A Coreia do Sul anunciou nesta segunda-feira (6) um plano para indenizar vítimas de trabalhos forçados pelo Japão no período em que os nipônicos ocuparam o país, de 1910 a 1945, um tabu nas relações entre as nações. Estima-se que 780 mil sul-coreanos tenham sido explorados, 1.300 dos quais estão vivos —a conta exclui as cerca de 200 mil mulheres que o Exército japonês obrigou a se prostituírem.

A medida é uma tentativa de melhorar os elos entre Seul e Tóquio num momento em que ambos buscam apresentar, ao lado dos Estados Unidos, uma frente unida contra a Coreia do Norte e a China. Washington saudou o anúncio, chamado de "capítulo inédito de parceria" entre dois de seus maiores aliados.

Sul-coreanos protestam em Seul contra plano do governo de assumir indenizações a vítimas de trabalho forçado imposto pelo Japão durante a sua ocupação do território na era colonial - Kim Hong-Ji/Reuters

Internamente, a proposta do governo de Yoon Suk-yeol causou indignação. Por parte das vítimas, que exigiam indenizações e pedidos de desculpas das empresas japonesas envolvidas, e pela oposição, que acusa o governo de Seul de se render aos interesses de Tóquio.

A iniciativa prevê que as indenizações sejam pagas por empresas locais que se beneficiaram de um pacote de doações e empréstimos feito por Tóquio em 1965. À época, a ilha enviou US$ 800 milhões (cerca de R$ 4,2 bi) para Seul, ação que marcou a retomada das relações entre os dois países.

Segundo a agência sul-coreana Yonhap, o governo enfatizou que a doação ao fundo seria voluntária, mas espera-se que empresas beneficiadas pelo tratado da década de 1960 colaborem para a iniciativa.

Entre elas estão a indústria de tabaco KT&G, a companhia elétrica Korea Electric Power Corp e a siderúrgica Posco. A primeira disse que monitora a discussão e planeja cooperar com a implementação dos acordos; a segunda afirmou que reveria a questão, e a última, que consideraria apoiar a iniciativa.

"A deterioração dos elos entre Coreia do Sul e Japão não deve ser mais negligenciada. Temos de encerrar esse ciclo vicioso em nome do interesse nacional", disse o chanceler Park Jin ao anunciar a medida.

A repulsa interna se explica pelo fato de que o plano contradiz uma decisão da Suprema Corte sul-coreana de 2018 ao fazer com que o próprio país assuma a responsabilidade de compensar os querelantes em vez do Japão.

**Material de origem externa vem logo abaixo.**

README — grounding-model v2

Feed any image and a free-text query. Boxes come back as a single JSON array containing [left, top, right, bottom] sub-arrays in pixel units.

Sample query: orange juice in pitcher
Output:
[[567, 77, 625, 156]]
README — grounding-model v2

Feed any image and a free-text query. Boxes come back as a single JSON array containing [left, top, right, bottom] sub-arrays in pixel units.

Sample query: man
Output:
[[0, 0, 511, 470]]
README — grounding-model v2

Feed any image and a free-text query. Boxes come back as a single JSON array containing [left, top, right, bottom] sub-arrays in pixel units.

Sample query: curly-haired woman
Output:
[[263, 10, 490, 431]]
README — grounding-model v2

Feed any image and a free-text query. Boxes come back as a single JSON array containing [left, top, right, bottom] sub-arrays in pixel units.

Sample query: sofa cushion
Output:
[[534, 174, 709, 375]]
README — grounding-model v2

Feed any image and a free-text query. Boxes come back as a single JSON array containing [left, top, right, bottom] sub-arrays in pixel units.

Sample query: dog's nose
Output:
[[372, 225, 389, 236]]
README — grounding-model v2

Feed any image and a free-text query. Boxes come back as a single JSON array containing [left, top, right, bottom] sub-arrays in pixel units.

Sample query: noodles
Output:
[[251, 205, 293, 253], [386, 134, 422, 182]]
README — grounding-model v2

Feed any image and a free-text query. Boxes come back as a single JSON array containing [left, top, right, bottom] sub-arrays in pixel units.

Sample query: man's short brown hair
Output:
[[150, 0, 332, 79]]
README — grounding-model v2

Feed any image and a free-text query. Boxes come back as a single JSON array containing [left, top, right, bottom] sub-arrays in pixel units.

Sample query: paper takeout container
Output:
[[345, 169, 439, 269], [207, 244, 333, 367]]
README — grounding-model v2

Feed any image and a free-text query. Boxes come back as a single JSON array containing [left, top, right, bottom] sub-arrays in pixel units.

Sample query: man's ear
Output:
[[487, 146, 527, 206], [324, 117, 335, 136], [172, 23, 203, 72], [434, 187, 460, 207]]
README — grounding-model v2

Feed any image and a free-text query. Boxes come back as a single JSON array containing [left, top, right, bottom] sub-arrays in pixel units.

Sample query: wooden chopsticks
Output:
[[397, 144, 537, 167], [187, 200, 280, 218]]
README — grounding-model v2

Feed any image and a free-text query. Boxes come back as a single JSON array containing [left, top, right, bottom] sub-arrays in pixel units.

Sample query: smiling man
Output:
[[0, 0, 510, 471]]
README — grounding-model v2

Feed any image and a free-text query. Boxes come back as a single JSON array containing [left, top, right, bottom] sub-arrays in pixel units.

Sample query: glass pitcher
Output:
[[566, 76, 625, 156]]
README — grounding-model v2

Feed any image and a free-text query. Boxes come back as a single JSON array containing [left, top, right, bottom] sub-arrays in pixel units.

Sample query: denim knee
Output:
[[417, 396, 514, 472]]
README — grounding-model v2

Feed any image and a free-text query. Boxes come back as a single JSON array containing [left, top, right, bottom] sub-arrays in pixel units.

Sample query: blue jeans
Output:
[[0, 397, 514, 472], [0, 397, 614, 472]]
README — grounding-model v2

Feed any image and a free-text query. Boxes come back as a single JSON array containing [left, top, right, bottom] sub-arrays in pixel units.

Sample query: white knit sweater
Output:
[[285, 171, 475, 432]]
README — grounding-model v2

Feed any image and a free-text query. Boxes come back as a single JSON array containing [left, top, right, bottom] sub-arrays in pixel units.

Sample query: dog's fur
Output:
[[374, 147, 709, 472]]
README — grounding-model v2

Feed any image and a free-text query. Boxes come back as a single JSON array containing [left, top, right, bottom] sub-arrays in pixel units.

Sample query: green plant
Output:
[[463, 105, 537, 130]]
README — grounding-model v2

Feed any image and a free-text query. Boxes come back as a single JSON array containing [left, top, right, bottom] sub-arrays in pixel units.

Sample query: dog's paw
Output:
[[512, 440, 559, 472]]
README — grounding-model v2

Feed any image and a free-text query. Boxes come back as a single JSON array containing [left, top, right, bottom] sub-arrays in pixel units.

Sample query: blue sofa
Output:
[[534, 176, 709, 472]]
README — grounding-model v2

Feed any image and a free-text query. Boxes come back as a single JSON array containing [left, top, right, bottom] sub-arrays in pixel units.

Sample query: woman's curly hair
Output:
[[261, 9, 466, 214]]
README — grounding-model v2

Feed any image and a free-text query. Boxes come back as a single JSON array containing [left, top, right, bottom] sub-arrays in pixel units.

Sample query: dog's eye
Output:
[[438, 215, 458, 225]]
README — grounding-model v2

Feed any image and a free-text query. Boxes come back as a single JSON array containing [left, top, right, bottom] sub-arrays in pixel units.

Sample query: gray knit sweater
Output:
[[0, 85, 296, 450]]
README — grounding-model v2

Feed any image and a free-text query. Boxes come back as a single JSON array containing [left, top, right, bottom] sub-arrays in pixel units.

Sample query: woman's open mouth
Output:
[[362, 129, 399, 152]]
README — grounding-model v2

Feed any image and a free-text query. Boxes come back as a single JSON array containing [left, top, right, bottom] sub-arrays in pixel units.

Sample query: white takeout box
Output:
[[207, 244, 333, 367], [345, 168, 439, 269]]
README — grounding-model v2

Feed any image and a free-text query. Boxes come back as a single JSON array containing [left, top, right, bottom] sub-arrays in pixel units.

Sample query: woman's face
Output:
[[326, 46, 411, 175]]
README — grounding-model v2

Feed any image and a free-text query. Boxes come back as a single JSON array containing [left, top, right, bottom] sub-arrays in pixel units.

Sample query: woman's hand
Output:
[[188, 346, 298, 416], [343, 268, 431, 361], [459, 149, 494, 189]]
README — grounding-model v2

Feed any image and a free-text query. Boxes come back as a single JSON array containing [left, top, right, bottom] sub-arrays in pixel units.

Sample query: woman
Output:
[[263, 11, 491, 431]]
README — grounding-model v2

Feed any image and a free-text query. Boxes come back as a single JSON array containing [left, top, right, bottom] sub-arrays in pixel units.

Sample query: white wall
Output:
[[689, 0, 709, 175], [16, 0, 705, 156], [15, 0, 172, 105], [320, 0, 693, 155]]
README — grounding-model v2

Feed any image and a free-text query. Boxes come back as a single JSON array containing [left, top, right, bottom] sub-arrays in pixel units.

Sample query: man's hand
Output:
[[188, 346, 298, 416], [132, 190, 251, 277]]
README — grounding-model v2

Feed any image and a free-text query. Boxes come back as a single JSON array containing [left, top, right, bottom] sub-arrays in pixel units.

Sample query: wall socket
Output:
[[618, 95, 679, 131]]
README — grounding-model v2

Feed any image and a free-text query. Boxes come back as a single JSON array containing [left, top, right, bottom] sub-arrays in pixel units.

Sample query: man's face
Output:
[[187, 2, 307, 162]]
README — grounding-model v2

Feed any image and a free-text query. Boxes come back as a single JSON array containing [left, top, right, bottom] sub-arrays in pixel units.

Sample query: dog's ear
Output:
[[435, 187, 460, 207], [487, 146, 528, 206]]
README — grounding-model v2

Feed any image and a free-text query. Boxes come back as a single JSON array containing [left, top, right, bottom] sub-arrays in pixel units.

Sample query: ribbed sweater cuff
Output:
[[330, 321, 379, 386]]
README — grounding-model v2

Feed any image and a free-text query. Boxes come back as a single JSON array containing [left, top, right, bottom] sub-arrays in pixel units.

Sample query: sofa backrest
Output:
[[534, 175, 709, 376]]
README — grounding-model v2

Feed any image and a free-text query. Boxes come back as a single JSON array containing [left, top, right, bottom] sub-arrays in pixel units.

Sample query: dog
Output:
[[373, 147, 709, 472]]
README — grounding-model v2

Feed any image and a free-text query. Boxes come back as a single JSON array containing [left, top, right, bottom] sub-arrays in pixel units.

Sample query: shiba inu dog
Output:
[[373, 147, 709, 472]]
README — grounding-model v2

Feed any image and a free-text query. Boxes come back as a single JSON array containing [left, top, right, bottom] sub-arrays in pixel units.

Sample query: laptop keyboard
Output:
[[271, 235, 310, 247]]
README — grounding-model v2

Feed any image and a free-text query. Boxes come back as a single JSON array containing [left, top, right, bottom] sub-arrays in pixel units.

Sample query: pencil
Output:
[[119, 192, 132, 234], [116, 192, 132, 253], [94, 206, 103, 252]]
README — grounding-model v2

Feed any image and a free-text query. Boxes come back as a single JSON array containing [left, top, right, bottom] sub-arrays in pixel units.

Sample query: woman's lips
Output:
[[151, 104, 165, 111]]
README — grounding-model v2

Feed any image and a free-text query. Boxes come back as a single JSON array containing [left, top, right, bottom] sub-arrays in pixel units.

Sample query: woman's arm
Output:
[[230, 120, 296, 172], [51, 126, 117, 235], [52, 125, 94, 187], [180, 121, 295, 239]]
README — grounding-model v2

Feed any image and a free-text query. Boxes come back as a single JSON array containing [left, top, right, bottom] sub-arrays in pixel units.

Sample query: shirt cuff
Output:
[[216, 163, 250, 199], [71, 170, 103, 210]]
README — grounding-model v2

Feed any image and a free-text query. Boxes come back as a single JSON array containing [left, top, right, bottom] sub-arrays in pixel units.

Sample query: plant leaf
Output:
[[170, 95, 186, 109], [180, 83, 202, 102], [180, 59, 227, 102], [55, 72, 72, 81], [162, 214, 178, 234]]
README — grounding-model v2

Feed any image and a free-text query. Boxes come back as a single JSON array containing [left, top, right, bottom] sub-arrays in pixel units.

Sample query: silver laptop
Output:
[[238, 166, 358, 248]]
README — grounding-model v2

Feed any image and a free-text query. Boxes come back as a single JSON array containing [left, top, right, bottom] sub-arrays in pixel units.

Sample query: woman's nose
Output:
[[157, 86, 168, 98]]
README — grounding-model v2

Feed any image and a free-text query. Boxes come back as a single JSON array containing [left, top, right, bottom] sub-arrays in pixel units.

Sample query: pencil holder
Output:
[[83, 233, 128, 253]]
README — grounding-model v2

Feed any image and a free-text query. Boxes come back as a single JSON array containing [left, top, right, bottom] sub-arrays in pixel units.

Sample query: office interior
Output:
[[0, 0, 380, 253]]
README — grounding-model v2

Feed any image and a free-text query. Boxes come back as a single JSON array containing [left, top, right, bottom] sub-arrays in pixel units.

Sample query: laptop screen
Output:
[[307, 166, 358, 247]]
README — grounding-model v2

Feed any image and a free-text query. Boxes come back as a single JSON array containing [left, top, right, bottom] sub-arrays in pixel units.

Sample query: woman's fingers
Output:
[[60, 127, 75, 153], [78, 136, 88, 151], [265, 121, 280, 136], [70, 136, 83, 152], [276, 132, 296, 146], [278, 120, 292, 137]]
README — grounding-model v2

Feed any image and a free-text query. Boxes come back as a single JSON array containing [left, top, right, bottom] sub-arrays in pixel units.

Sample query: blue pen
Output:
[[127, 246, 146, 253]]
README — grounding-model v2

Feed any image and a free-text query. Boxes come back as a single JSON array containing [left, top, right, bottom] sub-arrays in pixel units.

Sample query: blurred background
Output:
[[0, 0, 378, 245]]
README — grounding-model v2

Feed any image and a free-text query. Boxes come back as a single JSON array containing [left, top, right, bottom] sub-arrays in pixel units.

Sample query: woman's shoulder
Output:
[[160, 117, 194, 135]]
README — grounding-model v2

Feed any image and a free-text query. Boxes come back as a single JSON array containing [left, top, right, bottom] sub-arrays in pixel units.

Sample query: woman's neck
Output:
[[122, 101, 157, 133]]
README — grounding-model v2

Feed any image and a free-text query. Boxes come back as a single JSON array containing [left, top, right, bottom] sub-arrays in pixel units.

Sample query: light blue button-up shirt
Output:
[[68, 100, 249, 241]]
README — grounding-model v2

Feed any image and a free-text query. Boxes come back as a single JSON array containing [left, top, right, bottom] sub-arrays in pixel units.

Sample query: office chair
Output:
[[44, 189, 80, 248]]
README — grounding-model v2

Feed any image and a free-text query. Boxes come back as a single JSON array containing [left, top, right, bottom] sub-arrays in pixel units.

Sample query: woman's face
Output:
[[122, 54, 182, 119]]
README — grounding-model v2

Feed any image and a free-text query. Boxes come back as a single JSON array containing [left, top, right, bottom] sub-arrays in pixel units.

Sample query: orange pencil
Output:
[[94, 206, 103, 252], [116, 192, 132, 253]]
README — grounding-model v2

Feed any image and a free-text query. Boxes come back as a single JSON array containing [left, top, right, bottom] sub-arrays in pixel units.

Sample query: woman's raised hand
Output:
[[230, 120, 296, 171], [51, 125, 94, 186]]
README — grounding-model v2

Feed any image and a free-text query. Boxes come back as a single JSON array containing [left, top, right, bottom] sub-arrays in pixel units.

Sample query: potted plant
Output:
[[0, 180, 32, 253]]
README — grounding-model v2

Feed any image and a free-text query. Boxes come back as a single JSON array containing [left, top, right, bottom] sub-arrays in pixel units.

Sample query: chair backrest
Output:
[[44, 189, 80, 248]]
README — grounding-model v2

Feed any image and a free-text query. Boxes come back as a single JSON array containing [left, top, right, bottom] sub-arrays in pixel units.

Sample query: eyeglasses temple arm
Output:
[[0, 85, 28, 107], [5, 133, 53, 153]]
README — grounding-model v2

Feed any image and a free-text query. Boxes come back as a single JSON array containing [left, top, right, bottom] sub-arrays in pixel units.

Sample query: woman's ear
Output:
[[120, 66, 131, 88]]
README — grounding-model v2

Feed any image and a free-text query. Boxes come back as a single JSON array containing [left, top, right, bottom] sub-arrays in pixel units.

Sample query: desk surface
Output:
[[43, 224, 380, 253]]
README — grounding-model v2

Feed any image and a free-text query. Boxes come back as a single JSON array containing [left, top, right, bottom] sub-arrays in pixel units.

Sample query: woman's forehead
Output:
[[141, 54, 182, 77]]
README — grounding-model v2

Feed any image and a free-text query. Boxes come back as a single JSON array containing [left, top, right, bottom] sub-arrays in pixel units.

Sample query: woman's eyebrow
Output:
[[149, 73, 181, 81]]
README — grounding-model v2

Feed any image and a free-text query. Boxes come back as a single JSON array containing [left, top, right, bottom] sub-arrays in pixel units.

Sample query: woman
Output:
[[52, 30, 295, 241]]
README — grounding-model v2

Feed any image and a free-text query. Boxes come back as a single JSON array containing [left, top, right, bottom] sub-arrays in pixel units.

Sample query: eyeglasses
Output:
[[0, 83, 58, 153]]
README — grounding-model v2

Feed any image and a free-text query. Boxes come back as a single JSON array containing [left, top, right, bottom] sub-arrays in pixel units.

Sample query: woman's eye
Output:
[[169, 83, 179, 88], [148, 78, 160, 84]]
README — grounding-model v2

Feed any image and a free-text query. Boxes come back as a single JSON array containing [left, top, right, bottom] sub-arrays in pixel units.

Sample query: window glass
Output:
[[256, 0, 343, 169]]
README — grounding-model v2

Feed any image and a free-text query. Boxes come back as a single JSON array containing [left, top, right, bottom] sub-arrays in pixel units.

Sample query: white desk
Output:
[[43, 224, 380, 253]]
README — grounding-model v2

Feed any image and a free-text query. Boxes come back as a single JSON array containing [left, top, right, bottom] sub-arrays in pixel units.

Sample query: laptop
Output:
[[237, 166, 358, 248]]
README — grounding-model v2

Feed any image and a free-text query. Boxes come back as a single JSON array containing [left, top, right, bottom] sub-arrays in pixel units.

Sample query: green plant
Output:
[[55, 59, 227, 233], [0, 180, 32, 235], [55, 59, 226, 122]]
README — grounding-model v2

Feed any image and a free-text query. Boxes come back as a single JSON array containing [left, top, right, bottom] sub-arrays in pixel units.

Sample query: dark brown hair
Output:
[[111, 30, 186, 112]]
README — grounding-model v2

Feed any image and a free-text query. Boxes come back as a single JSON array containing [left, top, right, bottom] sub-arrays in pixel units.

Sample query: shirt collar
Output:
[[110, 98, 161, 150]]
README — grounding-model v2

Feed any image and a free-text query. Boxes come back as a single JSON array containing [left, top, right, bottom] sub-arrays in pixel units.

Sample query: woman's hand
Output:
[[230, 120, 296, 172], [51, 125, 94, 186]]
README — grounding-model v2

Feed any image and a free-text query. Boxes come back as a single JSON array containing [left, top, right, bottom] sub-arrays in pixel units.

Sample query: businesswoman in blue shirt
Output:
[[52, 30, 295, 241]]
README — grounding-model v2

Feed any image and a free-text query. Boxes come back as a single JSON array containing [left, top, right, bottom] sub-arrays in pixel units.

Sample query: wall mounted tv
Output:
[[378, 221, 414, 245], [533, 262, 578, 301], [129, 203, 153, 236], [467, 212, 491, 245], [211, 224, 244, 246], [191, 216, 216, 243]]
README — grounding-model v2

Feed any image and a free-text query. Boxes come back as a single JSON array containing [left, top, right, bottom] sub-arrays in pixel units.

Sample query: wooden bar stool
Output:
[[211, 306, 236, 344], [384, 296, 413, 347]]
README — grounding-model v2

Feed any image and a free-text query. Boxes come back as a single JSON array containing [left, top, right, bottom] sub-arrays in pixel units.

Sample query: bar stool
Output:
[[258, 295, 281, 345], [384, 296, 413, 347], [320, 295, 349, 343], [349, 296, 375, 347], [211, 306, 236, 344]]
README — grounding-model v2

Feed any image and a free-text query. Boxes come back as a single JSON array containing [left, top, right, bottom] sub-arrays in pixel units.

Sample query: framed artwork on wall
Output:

Na ocasião, a mais alta instância da Justiça do país ordenou que uma série de empresas japonesas que se beneficiaram de trabalhos forçados durante a ocupação indenizasse 15 vítimas. Apenas três dos demandantes permanecem vivos. Nos demais casos, são as famílias as representantes legais.

As japonesas Mitsubishi e Nippon Steel estavam entre as empresas citadas pelo tribunal que se negaram a contribuir para a indenização. As companhias se recusaram a comentar o acordo, usando o argumento de longa data de que a questão já foi resolvida com o tratado acertado entre as nações nos anos 1960.

O embaraço chegou às relações comerciais dos dois países em 2019, quando Tóquio restringiu a exportação de materiais de alta tecnologia para a Coreia do Sul —que reagiu com uma reclamação na OMC (Organização Mundial do Comércio). Nesta segunda-feira, os ministérios do Comércio de ambas as nações disseram que Seul suspenderia a reclamação no órgão enquanto os dois lados negociam para retomar as relações comerciais no patamar anterior a 2019.

Nenhuma das 15 vítimas recebeu as compensações —hoje, só três dos querelantes estão vivos. Há, porém, cerca de outros 200 casos semelhantes em andamento. Vários disseram que pretendem rejeitar o plano do governo e se preparam para novas batalhas judiciais.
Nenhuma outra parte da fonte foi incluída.